Nova-Nox-Neural-Network

All images used are created by Rikka Botan.

Flash Technical Report (Japanese)

https://qiita.com/peony_snow/items/8ae4e83b8de5c342ab62

About

N4: Nova-Nox-Neural-Network is a mechanism designed to enhance accuracy by integrating the self-referential capabilities of the Attention mechanism with a simplified version of the selective copying architecture inspired by S6, thereby enabling the acquisition of a more expressive QK matrix.

The architecture employs ASGG: Adaptive Swish-GELU Gating as the activation function within its MLP components, contributing to richer representational capacity.

Furthermore, it utilizes DyT for normalization, which improves computational efficiency.

Key Features

A simplified Selective copying mechanism
ASGG: Adaptive Swish-GELU Gating + MLP
DyT: Dynamic Tanh Normalization

training result

Training Setting
Parameters：127M
(vocab_size=32768, hidden_size=768, inter_size=1536, heads=6, layers=18)
Optimizer: AdamW
(lr=6e-4, betas=(0.9, 0.95), eps=1e-9, weight_decay=1e-1, warmup_steps=2000)
batch size: 8
accumlation: 16
dataset: fineweb (0.5B token, 1 epoch: 976 steps)
max length: 512
dtype: bfloat16

Implementation and License

This repository is official pure pytorch implementation.

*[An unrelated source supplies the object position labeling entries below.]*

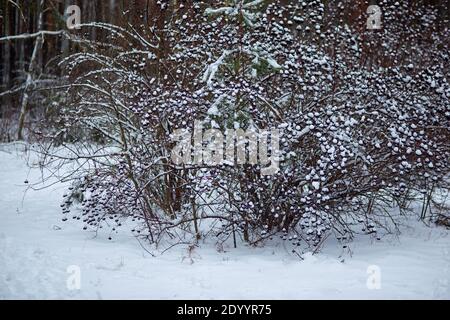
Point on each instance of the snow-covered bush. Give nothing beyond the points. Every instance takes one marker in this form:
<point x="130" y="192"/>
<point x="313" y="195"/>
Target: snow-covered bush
<point x="364" y="115"/>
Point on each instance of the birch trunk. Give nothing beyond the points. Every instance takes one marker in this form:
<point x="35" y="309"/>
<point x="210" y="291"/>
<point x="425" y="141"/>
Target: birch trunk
<point x="31" y="73"/>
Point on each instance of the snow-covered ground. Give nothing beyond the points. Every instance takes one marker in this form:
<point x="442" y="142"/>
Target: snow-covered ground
<point x="36" y="250"/>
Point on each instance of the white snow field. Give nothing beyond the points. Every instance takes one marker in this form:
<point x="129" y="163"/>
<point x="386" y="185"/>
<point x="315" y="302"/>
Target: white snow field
<point x="37" y="248"/>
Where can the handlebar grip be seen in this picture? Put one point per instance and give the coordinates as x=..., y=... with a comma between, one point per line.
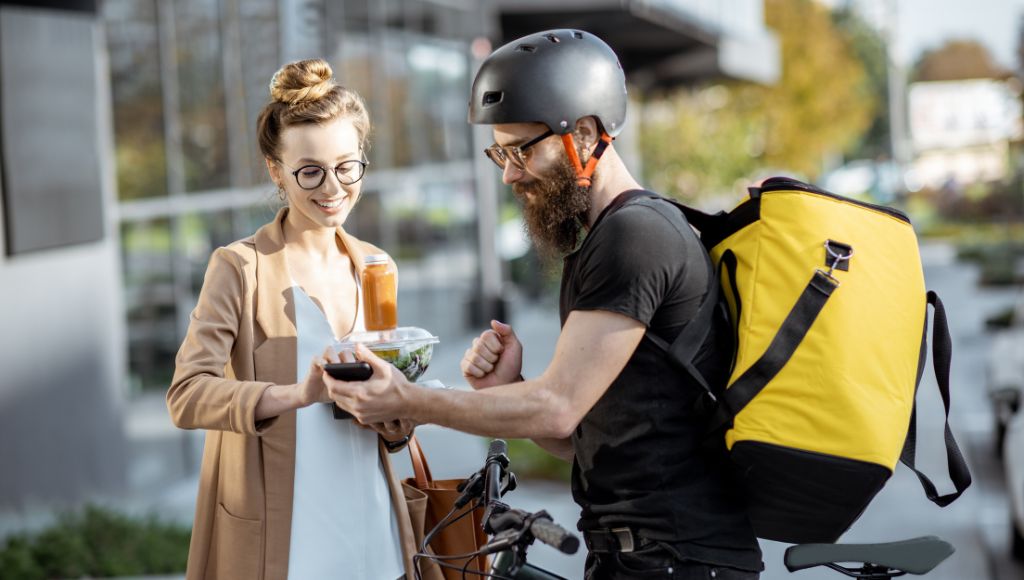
x=498, y=449
x=555, y=536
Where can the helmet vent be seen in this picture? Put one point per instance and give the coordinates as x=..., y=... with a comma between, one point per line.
x=493, y=97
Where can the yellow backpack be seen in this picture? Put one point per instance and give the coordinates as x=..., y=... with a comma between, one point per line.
x=827, y=303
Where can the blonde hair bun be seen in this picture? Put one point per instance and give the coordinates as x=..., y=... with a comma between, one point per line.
x=302, y=81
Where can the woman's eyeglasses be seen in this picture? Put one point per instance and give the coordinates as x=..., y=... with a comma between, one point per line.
x=347, y=172
x=513, y=154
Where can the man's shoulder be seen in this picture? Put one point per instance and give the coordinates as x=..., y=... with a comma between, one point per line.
x=650, y=213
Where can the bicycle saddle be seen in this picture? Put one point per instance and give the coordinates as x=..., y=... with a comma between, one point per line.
x=918, y=555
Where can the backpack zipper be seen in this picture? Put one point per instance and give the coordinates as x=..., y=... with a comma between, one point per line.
x=783, y=183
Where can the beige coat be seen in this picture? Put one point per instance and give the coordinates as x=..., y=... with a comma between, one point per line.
x=241, y=340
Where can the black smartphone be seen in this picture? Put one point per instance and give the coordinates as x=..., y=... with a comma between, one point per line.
x=347, y=371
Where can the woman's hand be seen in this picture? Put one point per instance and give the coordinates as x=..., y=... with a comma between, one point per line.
x=495, y=358
x=312, y=389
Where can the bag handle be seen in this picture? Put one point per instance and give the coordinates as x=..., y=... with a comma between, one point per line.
x=421, y=470
x=960, y=474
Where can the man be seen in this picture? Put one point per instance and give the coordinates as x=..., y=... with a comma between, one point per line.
x=655, y=501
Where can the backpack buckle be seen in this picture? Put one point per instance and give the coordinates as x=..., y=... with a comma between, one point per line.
x=625, y=538
x=838, y=256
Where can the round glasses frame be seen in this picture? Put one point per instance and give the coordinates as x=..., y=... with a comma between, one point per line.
x=312, y=176
x=514, y=154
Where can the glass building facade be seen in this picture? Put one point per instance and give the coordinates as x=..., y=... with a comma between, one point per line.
x=188, y=79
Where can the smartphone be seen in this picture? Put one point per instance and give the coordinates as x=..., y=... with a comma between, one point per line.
x=347, y=371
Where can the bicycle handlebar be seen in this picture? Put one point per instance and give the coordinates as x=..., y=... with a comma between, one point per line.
x=555, y=536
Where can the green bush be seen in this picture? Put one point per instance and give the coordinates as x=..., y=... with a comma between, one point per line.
x=96, y=542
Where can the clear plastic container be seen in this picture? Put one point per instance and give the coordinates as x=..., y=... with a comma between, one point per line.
x=408, y=347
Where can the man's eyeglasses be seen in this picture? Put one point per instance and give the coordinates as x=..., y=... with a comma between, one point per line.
x=514, y=154
x=347, y=172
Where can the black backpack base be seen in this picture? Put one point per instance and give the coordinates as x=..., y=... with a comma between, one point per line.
x=799, y=496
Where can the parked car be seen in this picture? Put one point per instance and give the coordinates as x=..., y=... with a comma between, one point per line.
x=1013, y=456
x=1005, y=376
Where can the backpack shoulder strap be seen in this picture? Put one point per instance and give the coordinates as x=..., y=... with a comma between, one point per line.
x=941, y=357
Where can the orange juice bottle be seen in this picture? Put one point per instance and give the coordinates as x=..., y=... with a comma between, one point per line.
x=380, y=293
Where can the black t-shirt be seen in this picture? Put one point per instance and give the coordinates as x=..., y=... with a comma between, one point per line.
x=639, y=455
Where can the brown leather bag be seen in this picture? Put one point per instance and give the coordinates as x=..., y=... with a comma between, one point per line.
x=429, y=501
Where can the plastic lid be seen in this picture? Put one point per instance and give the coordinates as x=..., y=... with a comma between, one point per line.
x=395, y=338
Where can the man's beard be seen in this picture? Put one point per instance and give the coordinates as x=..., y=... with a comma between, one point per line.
x=555, y=214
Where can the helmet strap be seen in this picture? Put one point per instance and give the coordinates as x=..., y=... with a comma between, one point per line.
x=584, y=172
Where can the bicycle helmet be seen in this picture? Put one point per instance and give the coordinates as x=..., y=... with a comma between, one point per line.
x=554, y=77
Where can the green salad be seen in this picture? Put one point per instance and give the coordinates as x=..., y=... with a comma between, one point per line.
x=409, y=348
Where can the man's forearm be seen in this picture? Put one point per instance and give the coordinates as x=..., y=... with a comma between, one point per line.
x=522, y=410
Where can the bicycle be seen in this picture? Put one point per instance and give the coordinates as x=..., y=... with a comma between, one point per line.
x=513, y=531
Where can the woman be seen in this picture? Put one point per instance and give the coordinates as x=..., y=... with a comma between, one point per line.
x=286, y=491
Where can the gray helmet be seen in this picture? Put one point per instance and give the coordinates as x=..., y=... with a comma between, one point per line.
x=555, y=77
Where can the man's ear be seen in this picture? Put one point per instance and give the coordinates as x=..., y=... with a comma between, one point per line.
x=587, y=133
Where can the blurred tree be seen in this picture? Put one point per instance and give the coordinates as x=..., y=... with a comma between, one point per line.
x=869, y=47
x=706, y=139
x=957, y=59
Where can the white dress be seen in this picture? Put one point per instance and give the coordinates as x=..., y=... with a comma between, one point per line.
x=343, y=524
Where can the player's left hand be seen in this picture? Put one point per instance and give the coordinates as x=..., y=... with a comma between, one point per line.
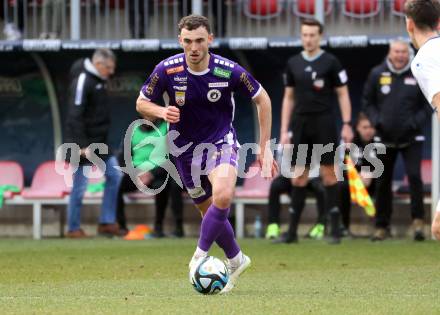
x=268, y=165
x=347, y=134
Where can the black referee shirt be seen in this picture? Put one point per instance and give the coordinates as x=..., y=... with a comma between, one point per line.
x=314, y=80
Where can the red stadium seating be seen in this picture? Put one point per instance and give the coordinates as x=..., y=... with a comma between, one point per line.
x=361, y=8
x=398, y=7
x=262, y=9
x=47, y=183
x=306, y=8
x=11, y=173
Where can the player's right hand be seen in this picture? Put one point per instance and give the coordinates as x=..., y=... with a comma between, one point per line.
x=171, y=114
x=284, y=138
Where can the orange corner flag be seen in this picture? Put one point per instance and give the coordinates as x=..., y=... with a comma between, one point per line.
x=358, y=192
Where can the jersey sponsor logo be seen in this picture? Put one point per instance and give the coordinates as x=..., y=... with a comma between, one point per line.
x=180, y=98
x=150, y=87
x=385, y=80
x=173, y=61
x=343, y=76
x=214, y=95
x=223, y=62
x=218, y=84
x=245, y=79
x=410, y=81
x=175, y=70
x=196, y=192
x=385, y=89
x=180, y=79
x=222, y=73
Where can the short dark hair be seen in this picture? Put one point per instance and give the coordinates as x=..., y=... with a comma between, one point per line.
x=313, y=22
x=361, y=116
x=424, y=13
x=194, y=21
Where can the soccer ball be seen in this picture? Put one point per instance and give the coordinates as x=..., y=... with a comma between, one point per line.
x=209, y=276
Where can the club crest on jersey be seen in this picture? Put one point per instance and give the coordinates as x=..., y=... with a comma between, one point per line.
x=385, y=89
x=218, y=84
x=180, y=88
x=214, y=95
x=180, y=79
x=222, y=73
x=180, y=98
x=318, y=84
x=175, y=70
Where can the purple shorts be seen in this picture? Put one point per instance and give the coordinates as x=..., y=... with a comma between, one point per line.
x=195, y=165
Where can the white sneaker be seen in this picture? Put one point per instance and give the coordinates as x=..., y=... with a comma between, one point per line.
x=235, y=272
x=194, y=261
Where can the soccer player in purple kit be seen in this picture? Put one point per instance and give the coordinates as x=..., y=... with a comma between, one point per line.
x=200, y=86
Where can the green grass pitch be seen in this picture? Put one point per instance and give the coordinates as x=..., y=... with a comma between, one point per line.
x=150, y=277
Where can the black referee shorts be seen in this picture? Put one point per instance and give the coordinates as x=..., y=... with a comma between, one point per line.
x=312, y=132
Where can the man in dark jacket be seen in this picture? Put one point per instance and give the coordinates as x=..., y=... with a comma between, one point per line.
x=88, y=121
x=397, y=109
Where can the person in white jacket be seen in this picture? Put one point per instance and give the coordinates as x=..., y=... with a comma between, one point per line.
x=422, y=24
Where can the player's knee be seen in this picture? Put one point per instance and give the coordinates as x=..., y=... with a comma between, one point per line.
x=222, y=198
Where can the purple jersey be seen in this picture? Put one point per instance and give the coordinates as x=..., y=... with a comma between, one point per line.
x=205, y=99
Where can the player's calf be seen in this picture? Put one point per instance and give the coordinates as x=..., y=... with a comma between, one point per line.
x=436, y=225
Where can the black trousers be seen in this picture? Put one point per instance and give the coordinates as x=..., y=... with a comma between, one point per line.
x=171, y=191
x=282, y=185
x=345, y=199
x=412, y=157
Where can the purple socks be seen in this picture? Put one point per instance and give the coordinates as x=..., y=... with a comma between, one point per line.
x=216, y=227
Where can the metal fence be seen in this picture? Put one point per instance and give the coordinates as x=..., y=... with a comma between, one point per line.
x=119, y=19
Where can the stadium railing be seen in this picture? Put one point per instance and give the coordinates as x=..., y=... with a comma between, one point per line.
x=48, y=188
x=128, y=19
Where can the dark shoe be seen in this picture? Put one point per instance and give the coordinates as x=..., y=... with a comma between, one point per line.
x=77, y=234
x=108, y=230
x=286, y=238
x=418, y=226
x=379, y=235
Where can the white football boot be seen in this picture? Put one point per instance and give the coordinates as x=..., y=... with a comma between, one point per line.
x=235, y=272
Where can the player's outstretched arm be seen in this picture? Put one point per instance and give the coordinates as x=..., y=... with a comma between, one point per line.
x=152, y=111
x=345, y=107
x=265, y=158
x=286, y=114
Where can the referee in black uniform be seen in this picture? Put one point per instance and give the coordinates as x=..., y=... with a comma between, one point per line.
x=311, y=79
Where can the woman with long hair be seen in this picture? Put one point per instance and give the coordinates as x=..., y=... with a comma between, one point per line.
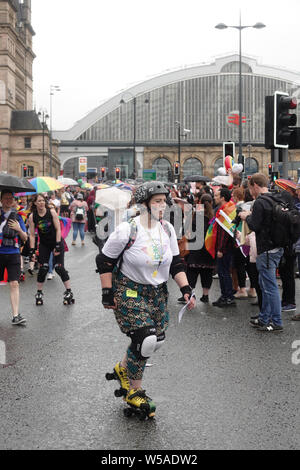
x=46, y=220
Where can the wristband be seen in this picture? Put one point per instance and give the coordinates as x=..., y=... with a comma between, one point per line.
x=108, y=297
x=186, y=290
x=58, y=246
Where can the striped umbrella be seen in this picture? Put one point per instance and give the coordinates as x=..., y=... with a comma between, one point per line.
x=286, y=184
x=87, y=186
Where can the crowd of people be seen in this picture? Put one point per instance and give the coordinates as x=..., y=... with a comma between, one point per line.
x=157, y=238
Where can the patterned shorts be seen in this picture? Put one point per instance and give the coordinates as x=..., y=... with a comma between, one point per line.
x=139, y=306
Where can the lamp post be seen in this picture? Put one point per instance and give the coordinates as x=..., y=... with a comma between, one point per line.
x=43, y=116
x=179, y=135
x=53, y=89
x=122, y=101
x=240, y=27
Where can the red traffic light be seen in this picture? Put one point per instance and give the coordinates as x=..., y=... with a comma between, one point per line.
x=176, y=168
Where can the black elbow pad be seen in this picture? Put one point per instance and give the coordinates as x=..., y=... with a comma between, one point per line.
x=177, y=266
x=105, y=264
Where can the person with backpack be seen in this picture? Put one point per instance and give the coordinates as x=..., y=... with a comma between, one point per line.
x=12, y=234
x=269, y=253
x=134, y=268
x=78, y=209
x=46, y=221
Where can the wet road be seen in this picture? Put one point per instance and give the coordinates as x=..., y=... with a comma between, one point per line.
x=217, y=382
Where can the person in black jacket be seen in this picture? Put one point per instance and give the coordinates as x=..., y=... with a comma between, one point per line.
x=200, y=262
x=268, y=255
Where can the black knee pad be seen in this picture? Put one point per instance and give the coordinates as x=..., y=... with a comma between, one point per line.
x=160, y=341
x=143, y=342
x=44, y=268
x=62, y=272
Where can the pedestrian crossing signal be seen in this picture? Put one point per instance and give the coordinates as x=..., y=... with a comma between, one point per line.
x=117, y=173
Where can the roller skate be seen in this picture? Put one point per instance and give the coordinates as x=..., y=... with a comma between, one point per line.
x=68, y=297
x=140, y=405
x=39, y=298
x=119, y=373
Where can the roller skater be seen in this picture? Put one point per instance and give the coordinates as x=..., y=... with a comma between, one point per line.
x=46, y=220
x=142, y=259
x=12, y=235
x=39, y=298
x=68, y=297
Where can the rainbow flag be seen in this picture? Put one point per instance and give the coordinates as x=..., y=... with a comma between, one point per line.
x=225, y=216
x=210, y=238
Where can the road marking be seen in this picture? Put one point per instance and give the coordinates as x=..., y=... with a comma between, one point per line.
x=2, y=353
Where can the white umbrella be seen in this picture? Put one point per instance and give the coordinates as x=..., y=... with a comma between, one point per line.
x=113, y=198
x=67, y=181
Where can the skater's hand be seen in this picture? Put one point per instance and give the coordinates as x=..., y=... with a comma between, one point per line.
x=190, y=300
x=111, y=307
x=108, y=300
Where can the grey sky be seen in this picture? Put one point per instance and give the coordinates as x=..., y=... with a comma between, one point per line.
x=95, y=48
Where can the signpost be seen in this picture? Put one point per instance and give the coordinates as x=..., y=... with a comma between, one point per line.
x=149, y=175
x=82, y=165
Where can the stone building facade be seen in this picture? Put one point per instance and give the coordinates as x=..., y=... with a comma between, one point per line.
x=24, y=139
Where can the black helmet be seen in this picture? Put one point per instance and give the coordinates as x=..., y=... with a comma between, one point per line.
x=145, y=191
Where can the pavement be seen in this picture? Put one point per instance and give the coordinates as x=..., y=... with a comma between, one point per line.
x=217, y=382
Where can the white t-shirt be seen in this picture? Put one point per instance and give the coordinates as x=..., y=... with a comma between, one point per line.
x=148, y=260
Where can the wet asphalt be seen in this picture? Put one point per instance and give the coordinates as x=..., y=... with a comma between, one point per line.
x=217, y=382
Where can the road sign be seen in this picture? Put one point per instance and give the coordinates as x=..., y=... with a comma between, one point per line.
x=82, y=164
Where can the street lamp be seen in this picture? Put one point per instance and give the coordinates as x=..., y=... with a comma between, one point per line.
x=53, y=89
x=240, y=27
x=179, y=135
x=43, y=120
x=122, y=101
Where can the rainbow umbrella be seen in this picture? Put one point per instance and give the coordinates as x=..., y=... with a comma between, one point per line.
x=101, y=186
x=44, y=184
x=284, y=184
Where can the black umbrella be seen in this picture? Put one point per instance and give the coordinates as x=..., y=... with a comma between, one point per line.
x=15, y=184
x=196, y=178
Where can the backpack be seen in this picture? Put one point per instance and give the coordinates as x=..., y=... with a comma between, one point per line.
x=79, y=213
x=285, y=222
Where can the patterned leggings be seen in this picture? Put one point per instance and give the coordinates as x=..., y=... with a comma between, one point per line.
x=139, y=306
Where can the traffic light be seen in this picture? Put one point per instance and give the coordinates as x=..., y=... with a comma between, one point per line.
x=283, y=119
x=279, y=122
x=228, y=149
x=270, y=169
x=176, y=169
x=117, y=173
x=241, y=160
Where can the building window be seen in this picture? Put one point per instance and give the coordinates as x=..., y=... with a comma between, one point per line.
x=163, y=169
x=218, y=164
x=192, y=166
x=27, y=142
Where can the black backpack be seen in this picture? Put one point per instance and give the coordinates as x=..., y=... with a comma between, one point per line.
x=285, y=222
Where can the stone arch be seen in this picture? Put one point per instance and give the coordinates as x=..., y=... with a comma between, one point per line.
x=192, y=166
x=163, y=168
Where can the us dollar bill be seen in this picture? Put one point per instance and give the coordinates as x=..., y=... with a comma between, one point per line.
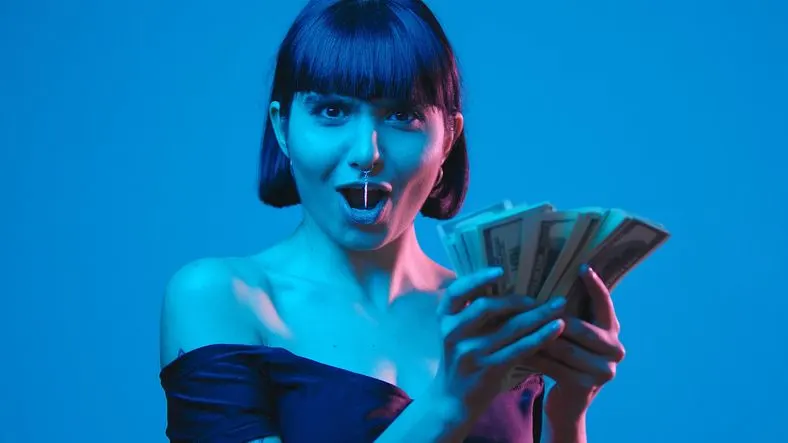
x=547, y=241
x=458, y=255
x=501, y=241
x=629, y=243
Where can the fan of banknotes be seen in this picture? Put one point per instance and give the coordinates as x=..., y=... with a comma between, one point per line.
x=541, y=249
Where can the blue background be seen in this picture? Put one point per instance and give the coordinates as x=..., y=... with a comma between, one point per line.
x=129, y=134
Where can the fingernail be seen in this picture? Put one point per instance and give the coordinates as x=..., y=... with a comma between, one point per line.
x=557, y=302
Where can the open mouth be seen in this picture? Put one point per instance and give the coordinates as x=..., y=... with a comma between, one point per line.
x=356, y=198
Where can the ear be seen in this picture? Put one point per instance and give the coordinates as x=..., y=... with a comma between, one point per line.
x=457, y=127
x=278, y=124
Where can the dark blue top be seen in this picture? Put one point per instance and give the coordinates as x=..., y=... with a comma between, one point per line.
x=237, y=393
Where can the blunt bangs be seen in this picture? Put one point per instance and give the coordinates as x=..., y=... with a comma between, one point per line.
x=367, y=49
x=371, y=50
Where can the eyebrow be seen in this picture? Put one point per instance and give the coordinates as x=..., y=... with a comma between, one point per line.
x=314, y=97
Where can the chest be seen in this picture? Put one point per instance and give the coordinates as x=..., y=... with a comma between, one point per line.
x=401, y=346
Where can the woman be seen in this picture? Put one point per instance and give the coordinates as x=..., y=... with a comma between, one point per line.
x=346, y=331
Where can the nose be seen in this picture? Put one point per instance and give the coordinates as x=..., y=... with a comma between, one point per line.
x=365, y=153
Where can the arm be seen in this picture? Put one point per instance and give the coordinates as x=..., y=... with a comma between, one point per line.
x=431, y=419
x=572, y=431
x=200, y=309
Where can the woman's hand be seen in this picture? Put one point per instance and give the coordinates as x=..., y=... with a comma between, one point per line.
x=476, y=358
x=583, y=359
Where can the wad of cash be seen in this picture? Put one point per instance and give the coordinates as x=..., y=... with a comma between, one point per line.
x=541, y=249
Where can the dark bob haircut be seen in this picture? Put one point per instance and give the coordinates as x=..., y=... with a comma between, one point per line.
x=367, y=49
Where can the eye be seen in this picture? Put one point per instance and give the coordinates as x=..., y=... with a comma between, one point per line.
x=403, y=117
x=331, y=111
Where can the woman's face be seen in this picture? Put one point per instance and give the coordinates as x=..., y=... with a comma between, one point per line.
x=331, y=140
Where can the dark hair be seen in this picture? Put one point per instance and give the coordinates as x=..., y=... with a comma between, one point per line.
x=367, y=49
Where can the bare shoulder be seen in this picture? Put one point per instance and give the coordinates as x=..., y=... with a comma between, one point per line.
x=201, y=307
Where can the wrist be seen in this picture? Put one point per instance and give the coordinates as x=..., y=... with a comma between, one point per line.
x=562, y=428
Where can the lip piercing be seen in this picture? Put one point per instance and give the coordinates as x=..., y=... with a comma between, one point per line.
x=366, y=186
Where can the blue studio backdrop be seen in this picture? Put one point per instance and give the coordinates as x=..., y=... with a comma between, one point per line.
x=129, y=136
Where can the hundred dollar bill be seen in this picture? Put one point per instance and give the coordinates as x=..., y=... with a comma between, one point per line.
x=548, y=240
x=571, y=257
x=502, y=238
x=458, y=255
x=583, y=230
x=630, y=241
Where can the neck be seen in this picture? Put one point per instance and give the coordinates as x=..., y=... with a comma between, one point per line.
x=380, y=275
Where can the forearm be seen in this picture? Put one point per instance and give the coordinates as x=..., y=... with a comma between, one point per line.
x=563, y=430
x=430, y=420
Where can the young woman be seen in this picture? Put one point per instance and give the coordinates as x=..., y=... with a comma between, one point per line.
x=346, y=331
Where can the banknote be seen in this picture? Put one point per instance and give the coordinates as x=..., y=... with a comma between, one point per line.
x=457, y=255
x=629, y=243
x=540, y=251
x=548, y=240
x=582, y=233
x=501, y=241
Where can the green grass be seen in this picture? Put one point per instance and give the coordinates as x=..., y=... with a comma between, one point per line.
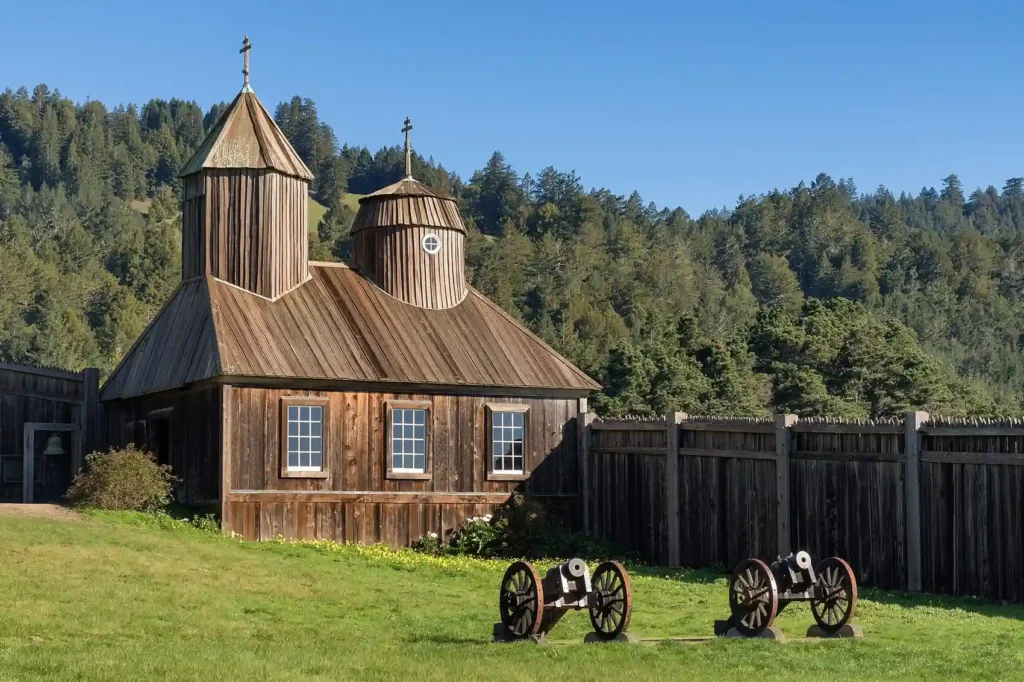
x=122, y=597
x=316, y=210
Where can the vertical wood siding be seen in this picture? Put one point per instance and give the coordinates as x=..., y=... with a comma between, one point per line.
x=248, y=227
x=357, y=445
x=393, y=258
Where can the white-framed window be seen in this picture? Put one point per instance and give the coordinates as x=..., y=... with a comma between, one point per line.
x=305, y=437
x=431, y=244
x=508, y=435
x=507, y=428
x=409, y=440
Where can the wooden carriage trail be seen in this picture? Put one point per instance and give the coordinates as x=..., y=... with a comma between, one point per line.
x=915, y=504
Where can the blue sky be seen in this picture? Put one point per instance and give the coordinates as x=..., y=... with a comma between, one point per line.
x=690, y=103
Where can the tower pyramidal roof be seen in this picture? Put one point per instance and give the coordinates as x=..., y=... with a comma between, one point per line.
x=246, y=136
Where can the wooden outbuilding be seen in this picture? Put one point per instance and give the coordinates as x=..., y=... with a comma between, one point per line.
x=372, y=401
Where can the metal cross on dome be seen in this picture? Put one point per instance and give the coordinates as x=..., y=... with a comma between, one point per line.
x=246, y=46
x=409, y=158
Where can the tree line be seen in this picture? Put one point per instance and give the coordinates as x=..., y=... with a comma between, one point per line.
x=817, y=299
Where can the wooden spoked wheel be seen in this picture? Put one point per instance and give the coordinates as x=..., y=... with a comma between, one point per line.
x=753, y=597
x=835, y=599
x=613, y=600
x=521, y=601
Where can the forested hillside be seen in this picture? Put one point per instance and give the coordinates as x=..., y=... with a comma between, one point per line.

Licensed under "MIT License".

Commercial use permitted

How to use

Clone the repository

git clone https://github.com/Rikka-Botan/Nova-Nox-Neural-Network.git

Import necessary libraries

import torch
from torch import nn
import torch.nn.functional as F
from model.N4_modeling import N4C

Model create

"""
Args:
hidden_size: int - model hidden size,
inter_size: int - model mlp intermediate size,
vocab_size : int - tokenizer vocab num,
heads: int - heads num,
layers: int - N4D(Decoder) layers num
"""

hidden_size = 768
intermediate_size = 3072
vocab_size = 32064
heads = 6
layers = 6

model = N4C(
  hidden_size,
  intermediate_size,
  vocab_size,
  heads,
  layers
)
output = model(tokenized_text)

How to Train

training code

from torch.optim import AdamW

optimizer = AdamW(
  model.parameters(),
  lr=6.0e-4,
  betas=(0.9, 0.95),
  eps=1e-8,
  weight_decay=1e-1
)

for batch in dataloader:
  optimizer.zero_grad()
  batch = batch.to(device)
  loss = model.to(device)(input=batch, labels=batch)[1]
  loss.backward()
  optimizer.step()

How to inference

inference code

# N4: Nova Nox Neural Network inference
# coding=utf-8
# Copyright 2025 Rikka Botan. All rights reserved
# Licensed under the "MIT License"

import torch
from transformers import AutoTokenizer
import os
from model.n4_modeling import N4C

model_name = "mistralai/Mistral-7B-v0.3"
tokenizer = AutoTokenizer.from_pretrained(model_name)
cwd=os.path.abspath('your model path')
model = N4C(
    vocab_size=32768,
    hidden_size=768,
    inter_size=1536,
    heads=6,
    layers=18,
    bias=False
)
state_dict = torch.load(os.path.join(cwd, 'N4_test_model.bin'), weights_only=True)
model.load_state_dict(state_dict, strict=False)
model = model.to('cpu')
model.eval()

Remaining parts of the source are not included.